The number and size of the extents (files) that make up the BI is determined by the database structure, which is specified with structure files and prostrct commands. The sum of all these extents makes up "the BI file" (aka "the before image area" aka "the primary recovery area").
BI blocks and clusters are unrelated to the number or dimension of the files. BI block size (in KB) is chosen with proutil dbname -C truncate bi -biblocksize n. BI cluster size (also in KB) is chosen with proutil dbname -C truncate bi -bi n. BI clusters are logical structures within the BI file.
The various screens where you see BI block size and cluster size are all telling you the same thing. Proutil describe is a little confusing as it gives you cluster size in units of 16 KB instead of KB, but if you do the math (1024 * 16 KB = 16 MB) it's the same size you see in promon screen 7 or R&D 1 9.
When you talk about the size of the BI file, there are two ways to look at it: the physical size (sum of the sizes of the extents) and the logical size (the number of active BI clusters * the BI cluster size). Promon 5 and R&D 1 9 both show you physical size, just in different units.

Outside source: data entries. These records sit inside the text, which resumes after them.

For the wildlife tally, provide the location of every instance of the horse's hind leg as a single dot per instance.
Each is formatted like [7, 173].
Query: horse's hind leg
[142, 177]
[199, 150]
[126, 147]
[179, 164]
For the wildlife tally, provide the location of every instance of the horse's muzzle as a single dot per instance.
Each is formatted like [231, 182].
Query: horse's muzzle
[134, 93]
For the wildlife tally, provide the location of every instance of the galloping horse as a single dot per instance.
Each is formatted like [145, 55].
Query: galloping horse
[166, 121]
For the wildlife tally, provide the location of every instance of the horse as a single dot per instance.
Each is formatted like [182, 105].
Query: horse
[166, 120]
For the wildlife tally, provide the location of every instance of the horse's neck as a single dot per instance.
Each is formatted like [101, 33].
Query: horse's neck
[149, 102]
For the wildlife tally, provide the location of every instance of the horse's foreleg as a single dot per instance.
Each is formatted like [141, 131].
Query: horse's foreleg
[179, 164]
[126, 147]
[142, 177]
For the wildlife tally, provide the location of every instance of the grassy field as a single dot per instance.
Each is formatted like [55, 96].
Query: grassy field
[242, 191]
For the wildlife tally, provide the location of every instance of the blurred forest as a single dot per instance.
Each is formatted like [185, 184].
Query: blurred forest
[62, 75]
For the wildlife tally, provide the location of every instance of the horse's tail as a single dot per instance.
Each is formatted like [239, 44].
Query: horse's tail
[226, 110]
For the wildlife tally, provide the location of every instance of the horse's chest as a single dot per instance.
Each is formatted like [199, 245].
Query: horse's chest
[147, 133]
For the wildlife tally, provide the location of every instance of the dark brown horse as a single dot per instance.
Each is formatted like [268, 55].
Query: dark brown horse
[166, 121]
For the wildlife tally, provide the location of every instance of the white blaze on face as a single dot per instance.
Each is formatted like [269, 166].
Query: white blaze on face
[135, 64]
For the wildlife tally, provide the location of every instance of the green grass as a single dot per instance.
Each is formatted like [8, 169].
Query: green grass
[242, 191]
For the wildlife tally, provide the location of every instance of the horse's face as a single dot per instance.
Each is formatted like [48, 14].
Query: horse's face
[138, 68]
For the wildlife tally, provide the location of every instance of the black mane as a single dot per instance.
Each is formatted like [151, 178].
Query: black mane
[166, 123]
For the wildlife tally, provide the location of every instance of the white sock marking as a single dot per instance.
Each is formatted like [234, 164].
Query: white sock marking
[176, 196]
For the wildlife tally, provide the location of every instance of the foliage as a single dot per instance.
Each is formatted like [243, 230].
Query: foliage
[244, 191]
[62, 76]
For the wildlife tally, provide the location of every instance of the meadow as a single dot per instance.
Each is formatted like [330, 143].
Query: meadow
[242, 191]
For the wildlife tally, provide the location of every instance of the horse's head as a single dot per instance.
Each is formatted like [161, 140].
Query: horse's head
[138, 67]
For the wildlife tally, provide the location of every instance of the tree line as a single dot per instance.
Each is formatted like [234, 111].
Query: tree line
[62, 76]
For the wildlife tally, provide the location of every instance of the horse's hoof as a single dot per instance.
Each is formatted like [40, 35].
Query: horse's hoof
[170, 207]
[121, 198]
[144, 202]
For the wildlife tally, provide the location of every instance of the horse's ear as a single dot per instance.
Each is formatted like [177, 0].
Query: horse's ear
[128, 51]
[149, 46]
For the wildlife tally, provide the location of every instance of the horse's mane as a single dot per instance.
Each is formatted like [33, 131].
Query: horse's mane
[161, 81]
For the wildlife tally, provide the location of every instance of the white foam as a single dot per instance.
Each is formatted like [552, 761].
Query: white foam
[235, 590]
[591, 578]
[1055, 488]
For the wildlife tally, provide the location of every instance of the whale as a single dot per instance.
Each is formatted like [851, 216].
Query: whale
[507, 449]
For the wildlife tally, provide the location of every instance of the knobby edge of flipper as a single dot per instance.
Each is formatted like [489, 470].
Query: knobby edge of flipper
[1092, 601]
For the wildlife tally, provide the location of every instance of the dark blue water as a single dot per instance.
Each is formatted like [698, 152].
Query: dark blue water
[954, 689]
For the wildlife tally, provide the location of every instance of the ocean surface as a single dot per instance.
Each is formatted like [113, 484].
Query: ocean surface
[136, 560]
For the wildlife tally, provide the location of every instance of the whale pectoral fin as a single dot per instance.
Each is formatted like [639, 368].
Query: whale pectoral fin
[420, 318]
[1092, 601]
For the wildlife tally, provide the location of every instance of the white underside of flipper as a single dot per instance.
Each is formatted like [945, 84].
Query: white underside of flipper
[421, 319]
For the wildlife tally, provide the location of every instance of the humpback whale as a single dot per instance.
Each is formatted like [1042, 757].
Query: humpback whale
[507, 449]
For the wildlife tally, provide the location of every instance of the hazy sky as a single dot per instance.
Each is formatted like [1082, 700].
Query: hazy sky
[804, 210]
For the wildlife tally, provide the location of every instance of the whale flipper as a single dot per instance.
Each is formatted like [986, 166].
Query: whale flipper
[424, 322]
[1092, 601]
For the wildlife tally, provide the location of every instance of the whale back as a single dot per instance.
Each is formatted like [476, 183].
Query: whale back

When you truncate the BI file (proutil dbname -C truncate bi) you are changing the file logically. And if the variable BI extent had grown, or was the only extent, the command also changes that file physically.
The command commits the changes it contains to the database extents so that the physical structure of the BI file can be reset back to what is dictated in the structure file. The next time you open the database after a truncate bi it allocates four BI clusters. If they fit within fixed-size extents then the files don't have to grow. If they don't, or if there is only a variable extent, the variable extent grows to a size large enough to fit four BI clusters. If you issue a proutil bigrow n command after truncate bi, it allocates n more clusters in addition to the original four.
In your case, if you have six extents of 2 GB each, they don't "grow". They are fixed-size; that's what the "f" in the structure file line items means. They stay at the allocated size (in KB) no matter what you do, including truncate bi. You can have at most one variable-size extent per storage area and it must be the last extent. If an extent isn't marked as "f" or "v" then it is variable.